I am Cuélebre.
I am the ancient one. I am the last of dragon kind upon this earth. I have lived and I have loved for over twelve thousand years. I was hatched when the ice dominated the land. Then great elephants and rhinos and vast herds of horses dominated the steppes of Europe and Asia. When mankind was still a hot primitive mess. So young and full of potential, yet so few and nonthreatening.
The first humans, we had pacts with. These were not the humans of today, but ones that were more robust and rather different in their outlook on life. They were simpler, but far from less stupid. They hunted and we would hunt, at times, with them. Providing them with the warmth when the glaciers grew vicious, when the ice gods wanted to exterminate humanity. We blessed unique individuals among them and created the first Xana.
Then came the newer humans, the ones the modern humans call Neandertals, and an epic if largely one sided war began. They hunted us, but not directly. They became adept at sneaking into our caves and destroying our eggs. Only once did they lead an army equipped with stone and bone against us. It did not go well for them. Stone tools do not pierce dragon hide well. And as punishment, in a lazy fashion, we hounded them to extinction.
Then, modern humanity.
Far more mercurial than the Neandertals. Or their cousins, the Denisovans. We could make pacts with some, but others were far, far more dangerous than their heavy browed, stocky relatives. Other than actions of handfuls though, they did not come for us and we largely left them alone. Humanity was dangerous, whatever their form. However, the capacity to become Xana was still within them.
When humanity first forged metal, I had warned dracon-kind of what was coming. They had not listened. They had not heeded. Too many had withdrawn from direct dealings with humanity and our kind lives a long time and seasons are for us as days are for humans.
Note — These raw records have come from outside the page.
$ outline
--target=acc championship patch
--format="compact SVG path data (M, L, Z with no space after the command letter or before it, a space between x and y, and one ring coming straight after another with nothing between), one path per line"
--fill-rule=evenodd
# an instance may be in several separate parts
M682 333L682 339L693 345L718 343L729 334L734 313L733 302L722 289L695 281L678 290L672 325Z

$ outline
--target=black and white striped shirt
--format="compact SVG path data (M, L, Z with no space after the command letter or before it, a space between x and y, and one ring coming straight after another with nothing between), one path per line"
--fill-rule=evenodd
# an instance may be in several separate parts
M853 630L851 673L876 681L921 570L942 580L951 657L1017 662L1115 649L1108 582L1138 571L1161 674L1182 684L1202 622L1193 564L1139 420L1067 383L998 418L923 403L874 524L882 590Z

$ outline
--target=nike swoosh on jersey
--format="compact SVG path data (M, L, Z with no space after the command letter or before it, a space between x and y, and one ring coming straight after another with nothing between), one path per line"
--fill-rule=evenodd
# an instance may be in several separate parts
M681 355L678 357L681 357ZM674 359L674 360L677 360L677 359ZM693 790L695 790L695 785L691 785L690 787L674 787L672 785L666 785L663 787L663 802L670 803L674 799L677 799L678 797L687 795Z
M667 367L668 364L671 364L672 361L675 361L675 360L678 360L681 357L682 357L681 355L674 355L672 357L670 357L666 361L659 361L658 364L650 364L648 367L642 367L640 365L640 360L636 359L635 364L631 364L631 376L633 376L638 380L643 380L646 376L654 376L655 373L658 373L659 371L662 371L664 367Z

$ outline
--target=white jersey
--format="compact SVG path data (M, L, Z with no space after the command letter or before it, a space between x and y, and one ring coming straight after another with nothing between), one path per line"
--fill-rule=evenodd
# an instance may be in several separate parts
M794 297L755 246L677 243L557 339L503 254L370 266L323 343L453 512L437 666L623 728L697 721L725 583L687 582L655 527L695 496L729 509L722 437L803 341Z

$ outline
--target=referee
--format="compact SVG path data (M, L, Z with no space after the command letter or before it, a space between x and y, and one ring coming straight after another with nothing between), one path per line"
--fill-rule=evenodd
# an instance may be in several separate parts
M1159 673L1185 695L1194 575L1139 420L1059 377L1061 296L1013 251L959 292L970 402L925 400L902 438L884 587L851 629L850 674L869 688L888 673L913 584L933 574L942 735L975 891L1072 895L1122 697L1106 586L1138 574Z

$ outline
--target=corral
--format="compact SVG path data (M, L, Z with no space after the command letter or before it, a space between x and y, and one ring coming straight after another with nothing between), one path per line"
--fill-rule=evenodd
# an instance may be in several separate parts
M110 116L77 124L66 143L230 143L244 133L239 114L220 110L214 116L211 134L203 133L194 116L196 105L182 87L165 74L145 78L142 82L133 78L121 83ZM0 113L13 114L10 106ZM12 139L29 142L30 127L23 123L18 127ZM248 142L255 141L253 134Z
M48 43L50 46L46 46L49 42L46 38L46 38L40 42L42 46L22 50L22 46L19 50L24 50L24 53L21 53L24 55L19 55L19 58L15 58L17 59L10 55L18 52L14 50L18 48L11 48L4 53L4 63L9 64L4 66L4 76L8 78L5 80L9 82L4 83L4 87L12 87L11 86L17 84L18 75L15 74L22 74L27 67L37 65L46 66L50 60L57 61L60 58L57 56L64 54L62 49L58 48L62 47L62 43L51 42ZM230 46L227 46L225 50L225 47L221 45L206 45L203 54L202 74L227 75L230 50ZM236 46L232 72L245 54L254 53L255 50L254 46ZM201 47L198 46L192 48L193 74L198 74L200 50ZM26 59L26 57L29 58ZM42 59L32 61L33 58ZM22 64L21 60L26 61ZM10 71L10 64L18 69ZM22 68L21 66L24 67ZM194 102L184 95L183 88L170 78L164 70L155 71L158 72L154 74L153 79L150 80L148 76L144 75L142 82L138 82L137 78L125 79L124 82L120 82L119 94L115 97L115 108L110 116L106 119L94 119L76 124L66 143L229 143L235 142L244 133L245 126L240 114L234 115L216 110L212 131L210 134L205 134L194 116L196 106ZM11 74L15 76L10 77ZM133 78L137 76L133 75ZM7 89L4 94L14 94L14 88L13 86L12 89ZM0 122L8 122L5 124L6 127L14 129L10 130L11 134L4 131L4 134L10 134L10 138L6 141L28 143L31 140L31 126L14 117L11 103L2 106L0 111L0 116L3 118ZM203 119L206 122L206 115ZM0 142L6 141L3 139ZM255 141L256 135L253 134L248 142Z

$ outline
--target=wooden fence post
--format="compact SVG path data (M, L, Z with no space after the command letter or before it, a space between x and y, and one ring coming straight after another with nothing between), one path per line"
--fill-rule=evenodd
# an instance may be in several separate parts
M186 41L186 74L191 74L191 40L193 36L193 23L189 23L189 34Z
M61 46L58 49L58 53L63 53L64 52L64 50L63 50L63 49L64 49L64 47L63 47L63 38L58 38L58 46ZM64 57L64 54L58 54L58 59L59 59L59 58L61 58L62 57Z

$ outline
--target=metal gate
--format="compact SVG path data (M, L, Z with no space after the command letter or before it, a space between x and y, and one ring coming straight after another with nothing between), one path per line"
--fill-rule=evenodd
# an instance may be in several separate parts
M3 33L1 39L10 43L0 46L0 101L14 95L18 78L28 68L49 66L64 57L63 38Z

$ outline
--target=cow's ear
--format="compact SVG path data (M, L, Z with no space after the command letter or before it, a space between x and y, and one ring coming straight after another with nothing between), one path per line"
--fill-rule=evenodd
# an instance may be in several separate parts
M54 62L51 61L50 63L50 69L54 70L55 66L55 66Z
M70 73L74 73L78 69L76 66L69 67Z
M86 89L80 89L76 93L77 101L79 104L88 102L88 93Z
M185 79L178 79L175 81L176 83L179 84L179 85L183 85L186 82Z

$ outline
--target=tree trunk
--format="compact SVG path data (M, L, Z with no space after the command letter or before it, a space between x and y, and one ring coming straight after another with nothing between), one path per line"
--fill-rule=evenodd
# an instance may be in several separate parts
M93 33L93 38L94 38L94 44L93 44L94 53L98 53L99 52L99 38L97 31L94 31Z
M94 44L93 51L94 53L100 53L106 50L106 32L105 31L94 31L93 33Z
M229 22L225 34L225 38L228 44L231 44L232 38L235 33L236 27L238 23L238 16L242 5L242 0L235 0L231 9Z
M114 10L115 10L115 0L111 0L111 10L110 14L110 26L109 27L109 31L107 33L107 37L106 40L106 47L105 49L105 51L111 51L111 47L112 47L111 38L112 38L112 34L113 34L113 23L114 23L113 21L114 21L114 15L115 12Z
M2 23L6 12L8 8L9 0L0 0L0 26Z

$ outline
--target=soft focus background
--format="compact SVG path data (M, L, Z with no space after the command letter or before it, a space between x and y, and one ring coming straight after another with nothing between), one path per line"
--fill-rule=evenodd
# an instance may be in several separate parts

And then the dragonslayers came. In their armor and with their spears and with their evil, genocidal intent.
And we burnt their crops and destroyed their villages and sacked their lairs, their so-called castles. We even tried to bargain, by taking their female offspring, but this seemed to engender a even hotter rage. And the dragonslayers came even more often.
It would be a slow, grinding defeat for my kind. We would fight. We would die. It was only once iron was found that I felt we were doomed. That cursed metal we both love and hate: we need it for ourselves to ingest for our hyperoxyengated blood and it can pierce our hide the easiest of all. And then came steel.
And, finally, humanity found its own 'dragonfire': gunpowder.
Then was when I knew it was time to flee. And I fled. I went west and for a century, I had peace. And then that damnable dragonslayer followed me. And cursed me. I could not rid myself of that sword: it was embedded in my chest.
In fleeing from the slayers, I did, in time, meet, Andrea. She was a sickly human who was dying. Her village had been burnt in some interhuman war over the lands as the Europeans expanded into these new lands and the natives fought back.
I needed help to fight off the slayers. And perhaps rid myself of the sword. I knew the slayers were drawn to it. And until I rid myself of it, they would keep coming. A pact with a human that makes them Xana gives them immortality and magic even as it strips them of some of what it is to be human. Perhaps that magic could rid me of the sword.
The pact was made, I dubbed her Dracen Kaida, but the sword could not be removed. The Curse was too strong. We survived as humanity seemed grow strong, too strong and we fled. We dealt with the slayers as they came. Sometimes they escaped. Some times not. In time, we began to toy with them, like a cat with a mouse. And every time, they died. Save once.
And now, this day, I felt Dracen die. My Xana was dead. I vented my fury. I felt the pain. The shock. The pure drakonian rage. I flew off to the encampment of this latest slayer. The one that was so different, a woman. I sought her and wanted to consume her charred flesh and bone, the pitiful mortal, the one who killed me Xana, my companion.
I found the encampment and found Dracen. I became livid and burned the entire place to ash. I did not find this new slayer though. This one was cunning and only struck when she knew she had the upper hand. This one was dangerous.
I hunted for two weeks, then three. I did not find her. She was already gone. I returned to my cave, my nest, my cavern. Black as pitch and lit only with the flame I so gave. And then I waited. The slayer would be back and I would deal with her.
Six weeks later, I heard a buzzing in the mouth of the cave. Like angry bees. What was it?